Overall, the company has poor fundamentals for a medium to long-term investment strategy.
From a short-term investment perspective, the company presents a deteriorated fundamental situation
Strengths
Growth is a substantial asset for the company, as anticipated by dedicated analysts. Within the next three years, growth is estimated to reach 65% by 2026.
Analysts covering this company mostly recommend stock overweighting or purchase.
The difference between current prices and the average target price is rather important and implies a significant appreciation potential for the stock.
Analysts' price targets are all relatively close, reflecting good visibility on the company's valuation.
Weaknesses
The company's profitability before interest, taxes, depreciation and amortization characterizes fragile margins.
The company sustains low margins.
The firm pays small or no dividend to shareholders.

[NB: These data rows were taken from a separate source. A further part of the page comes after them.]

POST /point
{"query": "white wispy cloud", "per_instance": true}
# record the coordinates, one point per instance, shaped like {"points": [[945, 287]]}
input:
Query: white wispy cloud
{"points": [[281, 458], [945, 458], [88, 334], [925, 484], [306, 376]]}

For that reason, it is not a yield company.
For the last twelve months, sales expectations have been significantly downgraded, which means that less important sales volumes are expected for the current fiscal year over the previous period.
The company's sales previsions for the coming years have been revised downwards, which foreshadows another slowdown in business.
For the last few months, analysts have been revising downwards their earnings forecast.
Over the past twelve months, analysts' consensus has been significantly revised downwards.
Financial statements have repeatedly disappointed market stakeholders. Most often, they were below expectations.